Garrinsha, haitiano que jogou pelo Bangu no Campeonato Carioca (Foto: João Gama/Bangu)
Garrinsha, haitiano que jogou pelo Bangu no Campeonato Carioca (Foto: João Gama/Bangu)

E a própria Seleção Brasileira também faz parte dessa história. O Bangu enfrentou o Brasil em duas ocasiões marcantes. Em 1966, derrotou a equipe nacional durante a preparação para a Copa do Mundo da Inglaterra. Já em 1970, ano do tricampeonato mundial, recebeu a Seleção em Moça Bonita e empatou por 1 a 1 em mais um amistoso preparatório para o Mundial do México.

Na vitória sobre o Brasil em 1966, o Bangu foi a campo com: Aldo, Paulo, Mário Tito, Luís Alberto e Ari Clemente; Jaime (Arinos) e Ocimar (Nilson); Tonho, Toninho, Cabralzinho (Araras) e Zé Carlos. Técnico: Zizinho. A Seleção, do treinador Vicente Feola, teve Valdir, Murilo, Djalma Dias, Leônidas e Rildo; Dias e Oldair; Paulo Borges, Célio, Parada e Ivair.

Bangu venceu a Seleção Brasileira em 1966 (Foto: Acervo/Bangu)
Bangu venceu a Seleção Brasileira em 1966 (Foto: Acervo/Bangu)

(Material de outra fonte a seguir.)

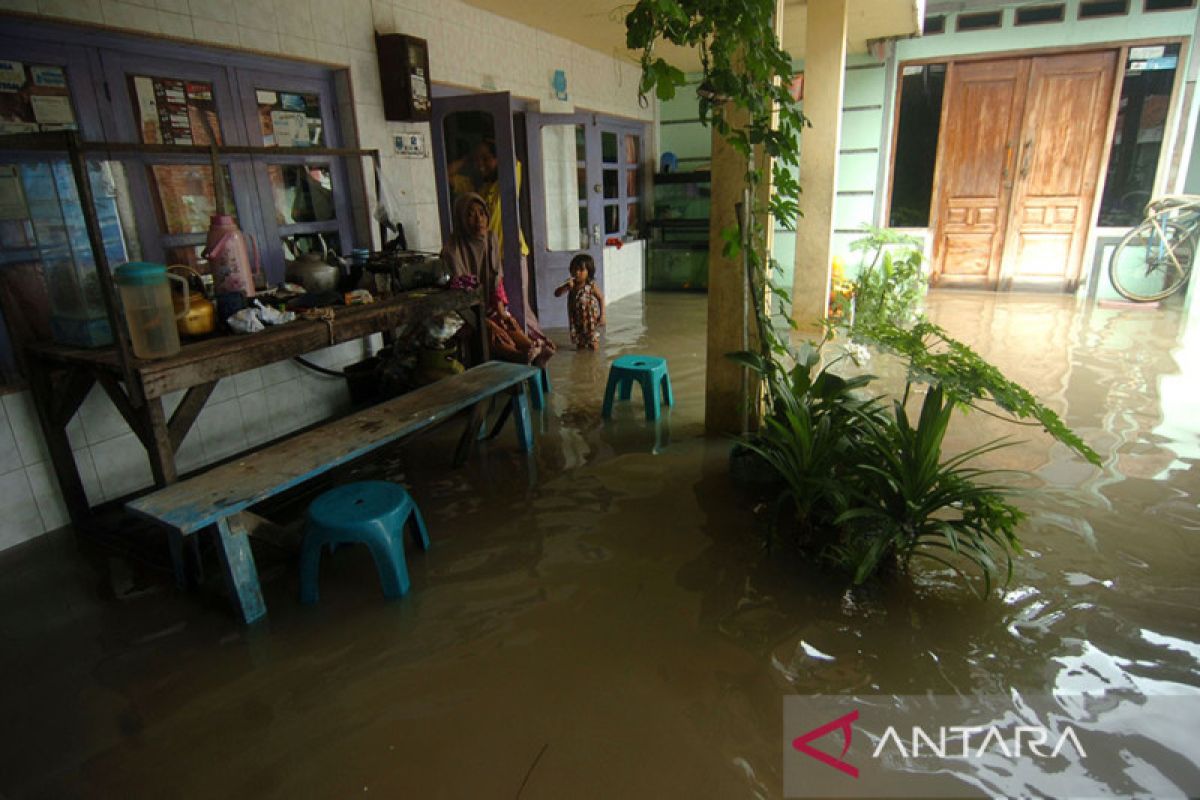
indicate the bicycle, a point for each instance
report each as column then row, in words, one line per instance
column 1155, row 259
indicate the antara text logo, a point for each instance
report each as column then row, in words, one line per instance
column 951, row 746
column 945, row 741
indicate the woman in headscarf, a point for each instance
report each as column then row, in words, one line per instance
column 473, row 250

Entre pioneiros escoceses, excursões internacionais, jogadores haitianos e confrontos contra a Seleção Brasileira, o Bangu chega à Copa do Mundo de 2026 com um privilégio raro: ter capítulos de sua história ligados a todos os integrantes do grupo do Brasil. O historiador Carlos Molinari destacou.

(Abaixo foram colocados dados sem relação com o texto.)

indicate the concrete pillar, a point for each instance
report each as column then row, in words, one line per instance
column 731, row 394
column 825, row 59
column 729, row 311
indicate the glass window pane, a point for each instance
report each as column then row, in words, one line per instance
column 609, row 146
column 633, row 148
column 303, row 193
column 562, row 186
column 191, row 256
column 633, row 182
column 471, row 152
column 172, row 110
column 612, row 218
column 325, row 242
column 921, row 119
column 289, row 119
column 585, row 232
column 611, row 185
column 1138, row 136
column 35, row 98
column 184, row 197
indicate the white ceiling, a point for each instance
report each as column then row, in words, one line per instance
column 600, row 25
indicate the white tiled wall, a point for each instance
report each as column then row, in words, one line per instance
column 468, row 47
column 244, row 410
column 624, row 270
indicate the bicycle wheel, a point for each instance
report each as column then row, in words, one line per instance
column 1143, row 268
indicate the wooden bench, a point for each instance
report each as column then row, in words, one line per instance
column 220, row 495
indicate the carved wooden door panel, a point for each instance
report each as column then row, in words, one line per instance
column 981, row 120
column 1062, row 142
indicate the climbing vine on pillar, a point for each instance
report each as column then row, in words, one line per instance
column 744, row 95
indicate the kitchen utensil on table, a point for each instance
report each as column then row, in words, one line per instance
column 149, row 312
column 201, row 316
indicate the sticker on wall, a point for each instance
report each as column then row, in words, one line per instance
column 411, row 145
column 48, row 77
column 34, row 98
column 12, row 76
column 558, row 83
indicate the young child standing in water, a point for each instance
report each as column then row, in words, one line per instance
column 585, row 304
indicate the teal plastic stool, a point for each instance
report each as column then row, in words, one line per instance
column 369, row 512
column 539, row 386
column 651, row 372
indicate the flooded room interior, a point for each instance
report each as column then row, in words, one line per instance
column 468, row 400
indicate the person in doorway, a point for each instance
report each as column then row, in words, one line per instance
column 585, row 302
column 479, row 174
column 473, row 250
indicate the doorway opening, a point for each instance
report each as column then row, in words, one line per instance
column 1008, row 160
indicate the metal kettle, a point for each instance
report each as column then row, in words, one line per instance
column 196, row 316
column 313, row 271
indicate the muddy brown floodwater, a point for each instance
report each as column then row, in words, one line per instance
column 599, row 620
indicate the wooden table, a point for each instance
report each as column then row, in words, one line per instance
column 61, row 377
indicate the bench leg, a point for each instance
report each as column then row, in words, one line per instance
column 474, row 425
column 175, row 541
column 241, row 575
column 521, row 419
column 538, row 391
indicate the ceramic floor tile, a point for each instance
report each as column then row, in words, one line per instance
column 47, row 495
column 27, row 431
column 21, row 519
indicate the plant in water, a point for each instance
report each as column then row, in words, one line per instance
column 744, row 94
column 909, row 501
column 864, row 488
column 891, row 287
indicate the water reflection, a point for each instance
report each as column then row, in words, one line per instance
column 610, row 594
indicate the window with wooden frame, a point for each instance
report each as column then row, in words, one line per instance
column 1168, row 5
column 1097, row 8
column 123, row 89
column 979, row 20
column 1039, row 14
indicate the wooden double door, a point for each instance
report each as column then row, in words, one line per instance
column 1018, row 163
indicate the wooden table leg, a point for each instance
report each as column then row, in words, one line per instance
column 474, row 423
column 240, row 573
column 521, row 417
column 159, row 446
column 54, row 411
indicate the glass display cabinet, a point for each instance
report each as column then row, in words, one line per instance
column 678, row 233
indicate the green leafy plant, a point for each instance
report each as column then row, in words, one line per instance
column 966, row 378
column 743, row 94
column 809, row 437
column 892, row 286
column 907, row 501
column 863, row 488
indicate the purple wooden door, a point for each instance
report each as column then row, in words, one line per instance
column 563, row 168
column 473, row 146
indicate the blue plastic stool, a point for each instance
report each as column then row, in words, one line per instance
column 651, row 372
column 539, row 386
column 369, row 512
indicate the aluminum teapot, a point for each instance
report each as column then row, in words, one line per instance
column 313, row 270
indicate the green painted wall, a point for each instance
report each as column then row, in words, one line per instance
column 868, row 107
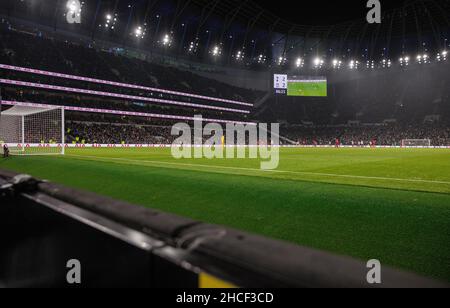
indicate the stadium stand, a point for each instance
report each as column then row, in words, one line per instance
column 329, row 118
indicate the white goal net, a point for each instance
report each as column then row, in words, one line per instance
column 32, row 130
column 406, row 143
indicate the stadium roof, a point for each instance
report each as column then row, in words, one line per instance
column 324, row 17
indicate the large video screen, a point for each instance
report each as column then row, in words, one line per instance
column 312, row 86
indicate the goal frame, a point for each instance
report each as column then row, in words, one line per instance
column 20, row 145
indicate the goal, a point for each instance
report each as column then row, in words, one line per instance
column 406, row 143
column 32, row 130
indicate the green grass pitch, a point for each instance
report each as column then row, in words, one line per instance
column 316, row 89
column 386, row 204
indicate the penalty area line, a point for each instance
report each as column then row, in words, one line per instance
column 143, row 162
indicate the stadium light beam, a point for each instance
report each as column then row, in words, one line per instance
column 318, row 63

— Creio que poucos clubes no Brasil possam ostentar um cartel de tantas partidas contra seleções nacionais de varios continentes. Claro, isso se deu numa época em que o futebol brasileiro era extremamente valorizado no exterior e os times excursionavam para manter a folha de pagamentos em dia. O que impressiona, no caso do Bangu, são os resultados mais do que positivos contra essas diversas seleções — disse, ao Lance!.

Uma coincidência que transforma o Grupo C em um verdadeiro passeio pela memória alvirrubra. Ao todo, o Alvirrubro enfrentou 33 seleções.